La population de Hakodadé est du reste assez mélangée : elle se compose en grande partie d’aventuriers qui ont quitté le Japon et cherché refuge à Yézo, où ils sont tolérés sans qu’on les questionne trop au sujet de leurs antécédens. Aussi les résidens étrangers se plaignent-ils, non sans raison, d’être obligés de vivre au milieu de gens d’une probité suspecte, et beaucoup ont eu la précaution de s’entourer chez eux de serviteurs qu’ils ont fait venir de Shang-haï. Les boys chinois font d’excellens domestiques ; quand on s’est habitué à leurs façons, on leur donne même la préférence sur les Européens. Il est vrai que, sous le rapport du travail, ils ne valent pas ces derniers ; mais ils s’acquittent ponctuellement, avec zèle et sans bruit, de ce qu’on exige d’eux. Il y a des boys qui ont passé dix, vingt ans au service d’un résidant étranger. Ce sont des hommes en qui on place une confiance absolue, et qui la méritent le plus souvent. Un bon domestique chinois sait d’ailleurs garder sa dignité, et il ne permettra jamais à son maître d’abuser de son autorité. Qu’on le maltraite ou qu’on l’insulte, il demandera son congé le lendemain en prenant pour prétexte ordinaire la mort subite d’un père ou d’une mère ; il s’éloignera sans colère ni ressentiment, mais rien ne le fera changer de résolution, il partira.

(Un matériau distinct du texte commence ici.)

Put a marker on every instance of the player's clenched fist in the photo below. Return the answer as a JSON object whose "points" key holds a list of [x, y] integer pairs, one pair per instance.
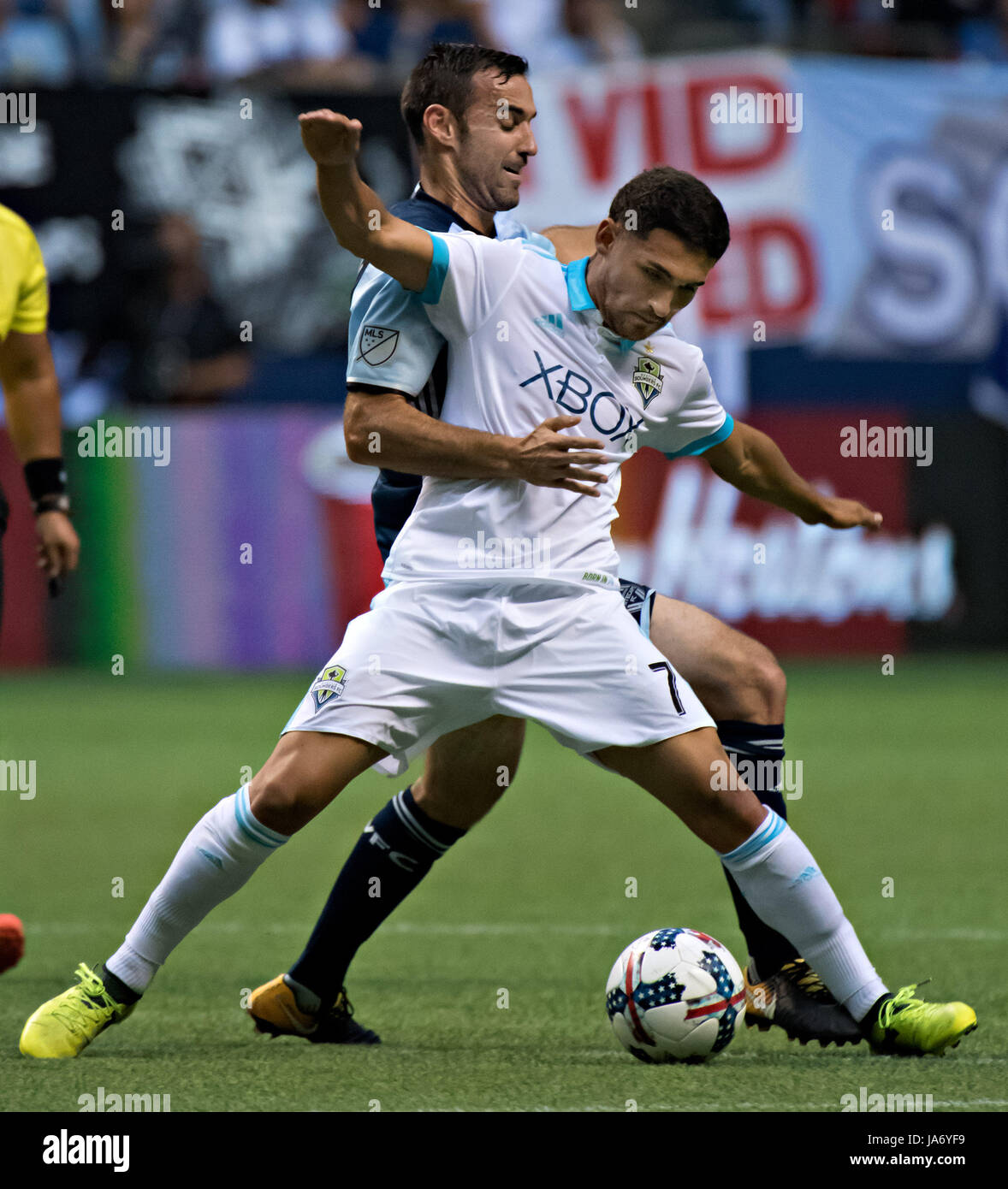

La communauté étrangère de Hakodadé n’est pas nombreuse : elle se compose d’une trentaine de personnes, sans compter les équipages des navires qui de temps à autre mouillent dans le port. L’existence qu’on y mène n’est ni agréable ni variée. Cependant les officiers russes qui viennent des colonies militaires de la Mandchourie, et qui trouvent à Hakodadé une société nombreuse et libre en comparaison de celle qu’ils ont laissée à Vladivostock et à Olga-Bay, les officiers russes, dis-je, s’accommodent fort bien de la ville japonaise, et à les entendre la vie n’y laisse pas grand’chose à désirer. L’extrême solitude où ils ont l’habitude de vivre les a rendus faciles à satisfaire. Leurs compagnons d’exil, Français, Anglais et Américains, ne partagent pas leur avis, et se plaignent souvent de l’existence monotone à laquelle ils sont condamnés. Le climat de Hakodadé n’est guère agréable : en été des chaleurs malsaines, en hiver un froid long et rigoureux[1]. Les nouvelles d’Europe sont rares et

  1. D’après les observations météorologiques faites par le docteur Albrecht, directeur de l’hôpital russe, la moyenne de la température annuelle à Hakodadé est de 7° 19 Réaumur au-dessus de zéro. En 1859, ce savant avait constaté 111 jours de pluie, 43 jours de neige, 6 tremblemens de terre, 7 ouragans et 1 éruption volcanique.